Mis padres ya habían viajado allí antes. Fueron de viaje de novios cuando yo todavía no era más que una idea. Según me contaron, aquello había cambiado mucho desde que lo visitaron a finales del siglo pasado. No lo pongo en duda; la masificación turística había llegado para quedarse y quizá fueran ellos los últimos viajeros que pudieron disfrutar de una experiencia algo más personal. Pero tampoco estaba yo para quejarme. De hecho, estaba para disfrutar.

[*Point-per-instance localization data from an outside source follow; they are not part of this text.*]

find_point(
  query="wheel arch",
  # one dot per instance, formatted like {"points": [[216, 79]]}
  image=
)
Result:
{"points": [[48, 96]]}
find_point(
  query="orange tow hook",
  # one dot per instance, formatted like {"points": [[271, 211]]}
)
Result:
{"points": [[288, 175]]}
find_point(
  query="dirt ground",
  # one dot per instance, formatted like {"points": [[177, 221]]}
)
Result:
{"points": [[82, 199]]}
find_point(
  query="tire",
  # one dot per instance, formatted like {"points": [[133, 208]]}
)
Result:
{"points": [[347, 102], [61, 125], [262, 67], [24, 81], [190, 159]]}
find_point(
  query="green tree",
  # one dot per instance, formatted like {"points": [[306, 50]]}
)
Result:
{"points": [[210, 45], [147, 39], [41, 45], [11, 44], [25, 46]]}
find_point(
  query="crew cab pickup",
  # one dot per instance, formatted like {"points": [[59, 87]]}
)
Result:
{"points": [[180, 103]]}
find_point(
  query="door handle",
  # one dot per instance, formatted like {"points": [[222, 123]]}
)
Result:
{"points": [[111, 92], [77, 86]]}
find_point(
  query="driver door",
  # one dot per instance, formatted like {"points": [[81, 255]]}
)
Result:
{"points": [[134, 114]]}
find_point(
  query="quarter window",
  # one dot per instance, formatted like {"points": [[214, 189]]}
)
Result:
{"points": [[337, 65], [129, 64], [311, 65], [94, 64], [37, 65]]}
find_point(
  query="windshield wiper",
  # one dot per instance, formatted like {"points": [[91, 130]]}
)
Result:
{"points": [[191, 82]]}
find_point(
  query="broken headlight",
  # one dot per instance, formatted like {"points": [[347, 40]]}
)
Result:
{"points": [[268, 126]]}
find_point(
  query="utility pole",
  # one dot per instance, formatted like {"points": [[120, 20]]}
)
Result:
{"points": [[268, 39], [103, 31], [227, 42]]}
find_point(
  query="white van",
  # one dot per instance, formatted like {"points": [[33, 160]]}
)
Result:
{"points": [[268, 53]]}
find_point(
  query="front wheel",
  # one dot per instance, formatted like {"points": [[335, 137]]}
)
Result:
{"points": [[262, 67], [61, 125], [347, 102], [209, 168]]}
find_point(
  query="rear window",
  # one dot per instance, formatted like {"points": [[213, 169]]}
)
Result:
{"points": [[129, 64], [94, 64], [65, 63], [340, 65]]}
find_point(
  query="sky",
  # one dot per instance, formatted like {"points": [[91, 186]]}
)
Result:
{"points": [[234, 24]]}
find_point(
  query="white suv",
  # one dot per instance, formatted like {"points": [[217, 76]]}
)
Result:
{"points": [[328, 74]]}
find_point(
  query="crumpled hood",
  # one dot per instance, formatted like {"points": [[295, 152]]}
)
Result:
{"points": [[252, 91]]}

Una de las ocurrencias de mis progenitores primero y, por una evidente influencia, de sus hijos después, es intentar empaparse de la cultura del lugar del mejor modo posible. Decidieron que montarse en un bus público y acercarse a una ciudad cercana era una buena idea. Me subí al autobús repleto de gente del lugar como no podía ser de otro modo. Los pasajeros hablaban un idioma que resultó ser el mío, pero que no llegaba a poder entender del todo. Quizá fue entonces cuando entendí aquello que la profesora de lengua se empeñaba en enseñarnos en el instituto. Variedades geográficas del español.
Llegué a Higüey, una ciudad con unos trescientos mil habitantes. Las calles eran de tierra, sin asfaltar. El tráfico, caótico y las situaciones algo inverosímiles para un chico acostumbrado a un ambiente medio de la España central. Al bajar del autobús nos topamos con un guía contratado por teléfono para que nos enseñara la ciudad. Era un agradable estudiante de Historia con el que recorrimos los puntos más emblemáticos del lugar hasta acabar en la Basílica de la Altagracia, santuario más antiguo de América según dicen.
Mientras caminábamos distraídos por una acera, una pelea surgió en un bar cercano. Uno de los implicados sacó un gran machete y el otro algo similar a una escopeta. No soy conocedor de armas, pero diría que se trataba de una de fuego. Nos cambiamos de acera como si la cosa no fuera con nosotros. Recuerdo vagamente cómo mis padres preguntaron al joven si aquello era normal por allí y un sí suspirado como respuesta.
La anécdota no tiene mucho más recorrido, pero todavía a día de hoy me sigue haciendo gracia. Me imagino años atrás cruzando la calle de tierra a paso ligero, pero sin correr, con una cara de absoluta estupefacción. Al final regresamos al hotel, no sin antes pasar por delante de una concentración de algún tipo de grupo cristiano que proclamaba la venida inminente de Cristo y la existencia del demonio entre nosotros. Me senté en el asiento intentando digerir lo que acababa de suceder sin saber que me iba a servir para publicar un artículo mucho tiempo después y no romper así la costumbre por un día falto de ideas.